Time for trim. When digging into the old lumber behind the shed, I discovered a 16-foot rough cedar 2 x 4 leftover from the original house construction nearly twenty years ago. Although it had some rot and bug damage, most of it was still usable and would work great for the facia. My table saw won’t quite rip a 2 x 4 in the tall dimension, so I ripped one side and then flipped the board end-for-end and ripped the other. Voila! 32 feet of cedar 1 x 4.
Cutting around the damaged parts, I was able to attach a 16-foot facia with quite a bit left over for each side of the roof extension. I had to build out the sides first though. 2 x 4’s made most of the depth, and I corrected any discrepancies using shims so that the final trim would match the existing siding.
Finally, it was time for drip edge and shingles. Demonstrating my “waste-not, want-not” motto once again, I discovered an ample supply of steel drip edge material in the lay-down yard. I even had matching shingles leftover from the original house construction. This was a long shot.

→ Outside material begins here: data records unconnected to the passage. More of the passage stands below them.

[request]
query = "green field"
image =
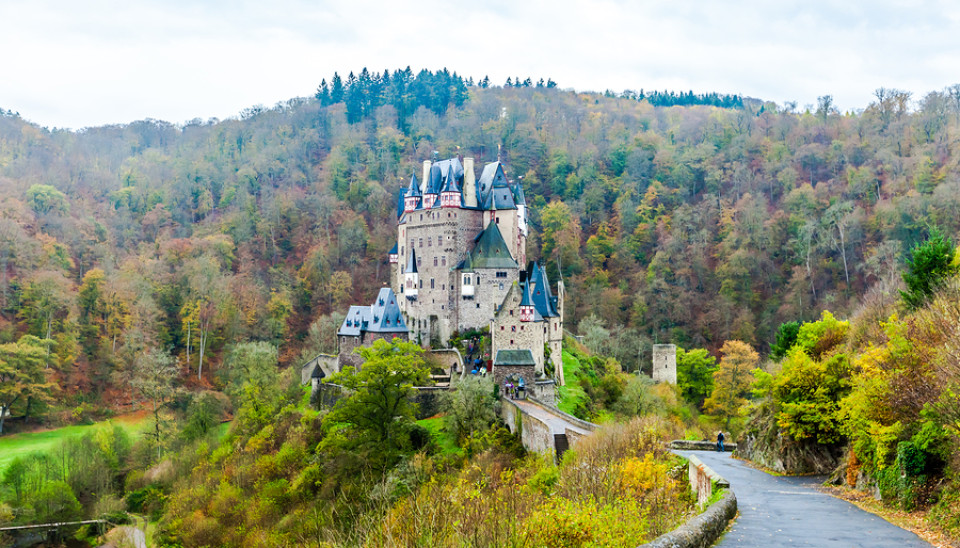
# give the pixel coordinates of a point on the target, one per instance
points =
(571, 394)
(447, 444)
(15, 445)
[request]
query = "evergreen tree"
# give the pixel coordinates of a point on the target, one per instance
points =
(929, 265)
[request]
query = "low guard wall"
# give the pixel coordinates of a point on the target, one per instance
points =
(704, 529)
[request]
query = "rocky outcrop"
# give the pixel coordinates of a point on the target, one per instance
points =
(765, 444)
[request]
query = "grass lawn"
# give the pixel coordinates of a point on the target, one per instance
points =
(570, 394)
(448, 445)
(15, 445)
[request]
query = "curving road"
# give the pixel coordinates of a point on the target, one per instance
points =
(790, 511)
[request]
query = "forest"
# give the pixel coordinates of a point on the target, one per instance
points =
(160, 266)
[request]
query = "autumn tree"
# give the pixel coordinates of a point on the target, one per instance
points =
(154, 373)
(695, 370)
(377, 412)
(731, 380)
(23, 375)
(929, 264)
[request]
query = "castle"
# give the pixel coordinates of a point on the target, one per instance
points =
(460, 264)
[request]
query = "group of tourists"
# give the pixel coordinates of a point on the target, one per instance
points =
(515, 389)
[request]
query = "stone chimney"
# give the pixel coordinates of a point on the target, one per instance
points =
(469, 183)
(426, 176)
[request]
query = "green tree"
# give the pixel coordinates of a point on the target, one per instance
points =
(55, 502)
(732, 380)
(786, 338)
(377, 414)
(154, 372)
(44, 199)
(254, 382)
(695, 369)
(929, 264)
(470, 408)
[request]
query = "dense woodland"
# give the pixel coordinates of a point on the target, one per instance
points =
(135, 254)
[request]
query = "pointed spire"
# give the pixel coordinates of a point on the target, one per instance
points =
(414, 188)
(412, 262)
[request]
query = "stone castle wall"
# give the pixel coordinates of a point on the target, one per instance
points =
(665, 363)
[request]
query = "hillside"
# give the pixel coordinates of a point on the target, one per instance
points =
(690, 224)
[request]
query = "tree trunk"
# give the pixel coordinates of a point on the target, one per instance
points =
(203, 343)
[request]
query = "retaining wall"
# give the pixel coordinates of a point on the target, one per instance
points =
(534, 433)
(704, 529)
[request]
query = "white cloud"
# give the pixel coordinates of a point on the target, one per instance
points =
(75, 64)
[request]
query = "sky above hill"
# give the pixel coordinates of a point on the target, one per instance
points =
(76, 64)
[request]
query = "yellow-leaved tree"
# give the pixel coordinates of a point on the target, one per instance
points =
(732, 380)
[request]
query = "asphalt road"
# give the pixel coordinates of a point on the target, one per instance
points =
(790, 511)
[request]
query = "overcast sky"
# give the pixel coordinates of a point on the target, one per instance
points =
(92, 62)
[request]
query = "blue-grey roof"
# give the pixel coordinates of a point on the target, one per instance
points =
(514, 357)
(412, 262)
(543, 299)
(383, 316)
(489, 251)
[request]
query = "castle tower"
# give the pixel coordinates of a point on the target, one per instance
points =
(411, 285)
(526, 304)
(665, 363)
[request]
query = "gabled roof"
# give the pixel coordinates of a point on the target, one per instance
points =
(490, 250)
(386, 314)
(357, 318)
(525, 300)
(514, 357)
(440, 172)
(518, 196)
(543, 299)
(413, 189)
(494, 188)
(451, 184)
(383, 316)
(466, 265)
(412, 262)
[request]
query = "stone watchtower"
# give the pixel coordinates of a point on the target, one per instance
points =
(665, 363)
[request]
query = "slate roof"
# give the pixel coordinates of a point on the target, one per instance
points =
(494, 190)
(383, 316)
(514, 357)
(543, 300)
(489, 251)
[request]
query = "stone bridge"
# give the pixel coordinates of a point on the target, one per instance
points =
(544, 427)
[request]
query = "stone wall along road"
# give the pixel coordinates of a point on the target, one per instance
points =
(790, 511)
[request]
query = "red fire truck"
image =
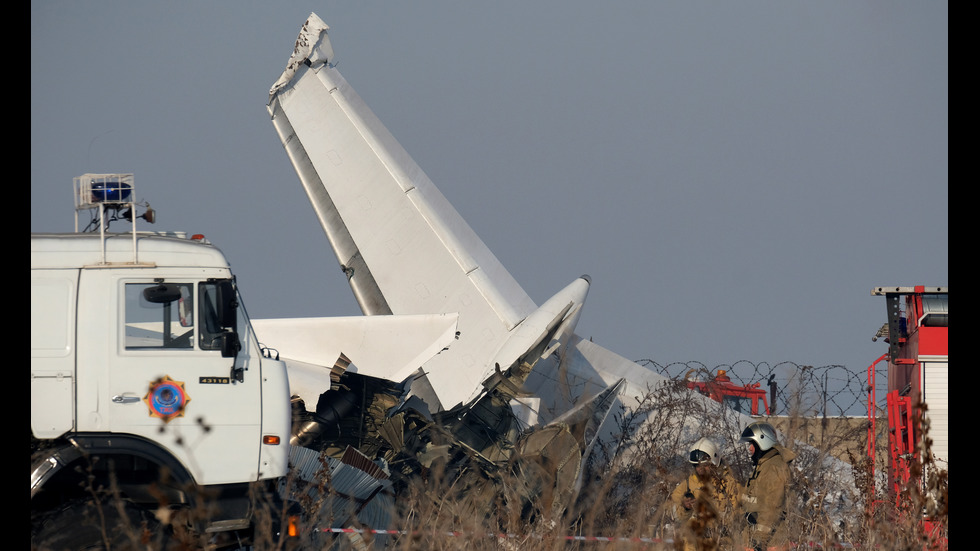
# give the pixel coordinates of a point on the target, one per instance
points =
(917, 333)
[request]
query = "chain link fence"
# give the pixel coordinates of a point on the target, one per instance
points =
(803, 390)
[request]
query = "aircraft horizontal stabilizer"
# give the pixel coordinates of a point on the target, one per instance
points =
(386, 347)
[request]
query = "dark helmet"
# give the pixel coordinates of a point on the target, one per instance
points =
(760, 434)
(703, 451)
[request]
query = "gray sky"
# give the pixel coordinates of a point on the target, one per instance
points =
(735, 177)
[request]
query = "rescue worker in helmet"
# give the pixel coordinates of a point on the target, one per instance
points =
(706, 498)
(764, 501)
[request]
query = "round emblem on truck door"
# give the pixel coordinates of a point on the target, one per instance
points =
(166, 398)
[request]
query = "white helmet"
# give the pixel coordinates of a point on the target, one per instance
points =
(760, 434)
(704, 450)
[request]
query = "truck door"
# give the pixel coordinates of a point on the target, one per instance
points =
(169, 382)
(52, 351)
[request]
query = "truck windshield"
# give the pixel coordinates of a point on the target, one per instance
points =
(155, 323)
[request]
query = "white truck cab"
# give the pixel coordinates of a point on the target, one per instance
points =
(145, 371)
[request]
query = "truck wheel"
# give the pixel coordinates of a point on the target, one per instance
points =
(78, 525)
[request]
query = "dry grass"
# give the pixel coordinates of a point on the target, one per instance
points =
(623, 491)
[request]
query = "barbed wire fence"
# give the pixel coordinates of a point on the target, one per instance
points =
(813, 391)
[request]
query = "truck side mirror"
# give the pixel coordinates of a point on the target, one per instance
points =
(227, 305)
(230, 345)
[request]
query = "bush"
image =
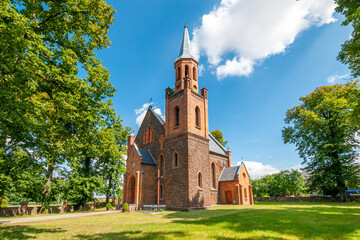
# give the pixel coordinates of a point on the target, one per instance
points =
(4, 203)
(126, 207)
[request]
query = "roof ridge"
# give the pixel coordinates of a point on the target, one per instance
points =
(216, 141)
(157, 116)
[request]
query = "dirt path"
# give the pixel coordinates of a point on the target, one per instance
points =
(72, 215)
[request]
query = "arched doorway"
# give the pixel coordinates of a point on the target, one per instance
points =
(132, 189)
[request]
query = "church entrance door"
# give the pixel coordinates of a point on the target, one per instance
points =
(228, 197)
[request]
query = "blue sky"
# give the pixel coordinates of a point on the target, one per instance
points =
(247, 105)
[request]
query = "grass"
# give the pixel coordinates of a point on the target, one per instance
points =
(52, 214)
(261, 221)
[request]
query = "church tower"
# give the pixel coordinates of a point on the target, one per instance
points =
(187, 165)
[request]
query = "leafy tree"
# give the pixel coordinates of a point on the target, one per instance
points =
(217, 134)
(44, 104)
(350, 53)
(323, 128)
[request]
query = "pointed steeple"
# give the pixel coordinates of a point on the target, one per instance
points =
(185, 50)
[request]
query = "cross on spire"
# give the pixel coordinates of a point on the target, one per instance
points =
(185, 49)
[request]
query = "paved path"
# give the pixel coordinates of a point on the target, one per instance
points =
(60, 216)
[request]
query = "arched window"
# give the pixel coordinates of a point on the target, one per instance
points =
(213, 175)
(161, 191)
(197, 116)
(162, 165)
(200, 180)
(178, 71)
(177, 116)
(148, 133)
(186, 71)
(176, 160)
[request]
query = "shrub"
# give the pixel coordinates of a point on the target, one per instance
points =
(4, 203)
(126, 207)
(108, 206)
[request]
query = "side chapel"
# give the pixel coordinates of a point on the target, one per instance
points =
(174, 160)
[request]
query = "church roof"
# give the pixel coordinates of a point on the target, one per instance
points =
(185, 50)
(215, 146)
(147, 158)
(159, 117)
(230, 173)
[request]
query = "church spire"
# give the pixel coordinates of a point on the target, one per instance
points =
(185, 50)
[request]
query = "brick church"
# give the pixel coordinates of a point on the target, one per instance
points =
(174, 160)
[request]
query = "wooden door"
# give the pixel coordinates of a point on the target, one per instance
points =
(228, 197)
(133, 195)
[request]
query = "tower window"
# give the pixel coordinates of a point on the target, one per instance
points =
(162, 165)
(161, 191)
(177, 116)
(186, 71)
(176, 160)
(197, 116)
(213, 175)
(199, 180)
(178, 73)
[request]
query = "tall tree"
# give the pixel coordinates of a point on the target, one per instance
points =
(44, 104)
(324, 132)
(217, 134)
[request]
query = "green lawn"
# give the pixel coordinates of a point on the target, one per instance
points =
(261, 221)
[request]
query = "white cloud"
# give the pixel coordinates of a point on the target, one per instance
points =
(257, 169)
(252, 30)
(335, 77)
(142, 111)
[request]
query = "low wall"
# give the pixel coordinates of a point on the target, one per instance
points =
(35, 209)
(303, 199)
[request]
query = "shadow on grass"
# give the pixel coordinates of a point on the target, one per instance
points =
(134, 235)
(316, 221)
(24, 232)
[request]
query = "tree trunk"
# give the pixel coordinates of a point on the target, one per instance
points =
(108, 190)
(46, 190)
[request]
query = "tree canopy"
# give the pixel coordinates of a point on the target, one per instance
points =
(54, 92)
(285, 183)
(324, 129)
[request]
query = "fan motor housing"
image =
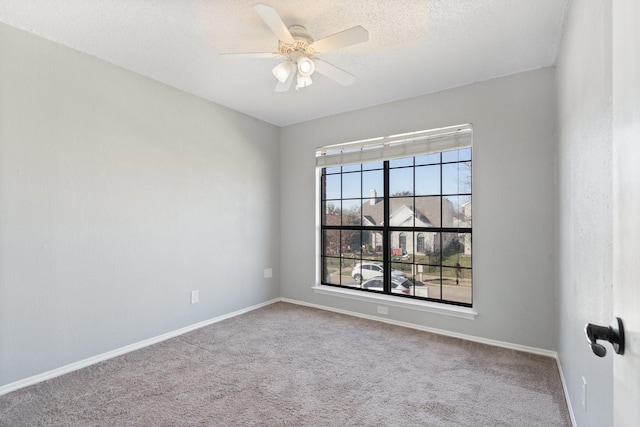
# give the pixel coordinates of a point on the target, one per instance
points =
(301, 44)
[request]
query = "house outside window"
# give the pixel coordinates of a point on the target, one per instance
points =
(399, 224)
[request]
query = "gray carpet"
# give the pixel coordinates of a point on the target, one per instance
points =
(287, 365)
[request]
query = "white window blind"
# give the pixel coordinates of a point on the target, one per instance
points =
(395, 146)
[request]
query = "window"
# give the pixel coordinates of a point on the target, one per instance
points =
(399, 224)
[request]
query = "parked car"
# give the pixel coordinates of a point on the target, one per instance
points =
(399, 284)
(368, 270)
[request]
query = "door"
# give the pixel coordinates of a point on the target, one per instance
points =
(626, 208)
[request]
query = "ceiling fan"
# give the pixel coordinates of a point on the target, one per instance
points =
(298, 49)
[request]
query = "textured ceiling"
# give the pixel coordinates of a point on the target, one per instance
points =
(415, 46)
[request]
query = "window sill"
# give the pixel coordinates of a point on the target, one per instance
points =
(427, 306)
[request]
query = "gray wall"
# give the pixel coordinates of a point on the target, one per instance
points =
(585, 214)
(513, 200)
(119, 196)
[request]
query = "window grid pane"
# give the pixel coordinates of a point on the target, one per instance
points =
(426, 228)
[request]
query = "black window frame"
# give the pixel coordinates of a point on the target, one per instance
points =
(386, 230)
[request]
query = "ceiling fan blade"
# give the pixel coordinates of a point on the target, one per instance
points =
(334, 72)
(344, 38)
(283, 87)
(273, 21)
(251, 55)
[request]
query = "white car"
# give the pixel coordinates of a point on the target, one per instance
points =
(399, 284)
(369, 270)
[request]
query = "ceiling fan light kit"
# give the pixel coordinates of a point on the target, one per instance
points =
(299, 50)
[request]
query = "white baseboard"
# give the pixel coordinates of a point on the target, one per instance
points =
(8, 388)
(141, 344)
(566, 394)
(495, 343)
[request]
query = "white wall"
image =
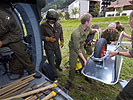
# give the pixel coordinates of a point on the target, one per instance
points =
(115, 12)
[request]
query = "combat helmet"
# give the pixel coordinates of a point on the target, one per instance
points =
(52, 14)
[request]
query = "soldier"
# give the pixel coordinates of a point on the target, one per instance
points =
(110, 34)
(119, 27)
(51, 33)
(76, 46)
(11, 36)
(127, 92)
(90, 37)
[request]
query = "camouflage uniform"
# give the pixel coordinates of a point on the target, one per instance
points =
(76, 46)
(10, 35)
(52, 49)
(120, 28)
(110, 37)
(127, 92)
(88, 47)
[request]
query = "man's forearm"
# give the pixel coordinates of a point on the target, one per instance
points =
(126, 54)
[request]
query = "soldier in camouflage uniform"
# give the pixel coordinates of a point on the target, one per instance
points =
(88, 45)
(110, 34)
(11, 36)
(127, 92)
(119, 27)
(76, 46)
(52, 32)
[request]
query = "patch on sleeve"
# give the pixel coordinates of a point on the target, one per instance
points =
(13, 25)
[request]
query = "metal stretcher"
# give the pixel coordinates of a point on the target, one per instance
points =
(105, 69)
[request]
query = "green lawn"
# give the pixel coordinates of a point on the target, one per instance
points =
(83, 90)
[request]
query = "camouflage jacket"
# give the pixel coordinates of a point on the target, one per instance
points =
(49, 31)
(9, 29)
(78, 38)
(110, 37)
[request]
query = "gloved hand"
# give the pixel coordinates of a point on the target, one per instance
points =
(50, 39)
(62, 43)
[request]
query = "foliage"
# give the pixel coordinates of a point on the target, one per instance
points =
(120, 9)
(96, 9)
(75, 11)
(60, 15)
(67, 15)
(83, 90)
(60, 4)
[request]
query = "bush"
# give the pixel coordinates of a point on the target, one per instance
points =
(124, 14)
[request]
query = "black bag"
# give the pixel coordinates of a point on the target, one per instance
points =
(48, 71)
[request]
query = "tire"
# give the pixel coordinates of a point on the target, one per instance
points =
(100, 47)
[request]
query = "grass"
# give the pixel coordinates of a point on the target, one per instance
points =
(83, 90)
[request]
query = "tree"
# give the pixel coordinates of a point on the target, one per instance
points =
(96, 9)
(67, 15)
(60, 15)
(75, 11)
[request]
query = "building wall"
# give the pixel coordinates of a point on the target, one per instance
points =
(82, 5)
(73, 5)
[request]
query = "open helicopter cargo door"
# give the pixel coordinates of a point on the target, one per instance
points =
(100, 66)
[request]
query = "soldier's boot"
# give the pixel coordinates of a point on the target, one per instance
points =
(37, 74)
(68, 85)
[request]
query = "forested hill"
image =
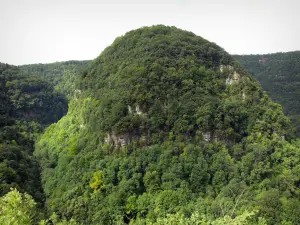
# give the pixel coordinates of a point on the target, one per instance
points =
(62, 75)
(167, 128)
(279, 75)
(28, 104)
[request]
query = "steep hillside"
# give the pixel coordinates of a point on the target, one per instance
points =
(279, 75)
(62, 75)
(27, 105)
(165, 125)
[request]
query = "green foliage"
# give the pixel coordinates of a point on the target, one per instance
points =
(62, 75)
(96, 182)
(159, 133)
(279, 75)
(17, 208)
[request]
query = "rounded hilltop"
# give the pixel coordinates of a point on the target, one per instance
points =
(164, 122)
(156, 80)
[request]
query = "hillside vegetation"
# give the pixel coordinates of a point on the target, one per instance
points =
(279, 75)
(62, 75)
(27, 105)
(167, 128)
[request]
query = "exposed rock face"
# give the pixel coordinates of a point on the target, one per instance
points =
(138, 110)
(117, 140)
(234, 78)
(129, 109)
(206, 136)
(223, 67)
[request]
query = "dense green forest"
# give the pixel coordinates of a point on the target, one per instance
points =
(63, 75)
(279, 75)
(164, 127)
(28, 104)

They had been sitting outside in a pile for nearly 20 years and I expected that they would be beyond use. Instead, they separated easily, and though a little brittle and would work fine. The protective tape on the the adhesive strips even peeled off. I guess that shows just how toxic asphalt-based shingles are — nothing will eat them!
Carefully laying out the first course of shingles at the edge of the roof paid off. Ultimately I laid six courses of shingles using the roofing nails I had (also left over from the shop project) before getting to the seventh and last course. I couldn’t bend the old shingles up enough to nail underneath the former last shingle course so, what to do? A little rumaging around the shop turned up a partially-used tube of roofing cement from a project to repair the roof on the house last year. To my surprise, it was still viable. A line of the cement applied just below the former last course, and I could shove the seventh and last course of the new shingles under, glued in instead of nailed.
Of the materials used, I only had to purchase 15 new 10-foot 2 x 4’s, and 24, 16 x 16 inch cement pavers. I still have to put the bird-blocks back in, but I’ll reuse the wood that was already there trimmed to fit the added 2 x 4’s. The rack is next, but before building something new I think I’ll see if there’s anything that might serve on Craig’s List. You never know. And finally, I’ll have a relatively safe and attractive way to store my materials backstock. Success!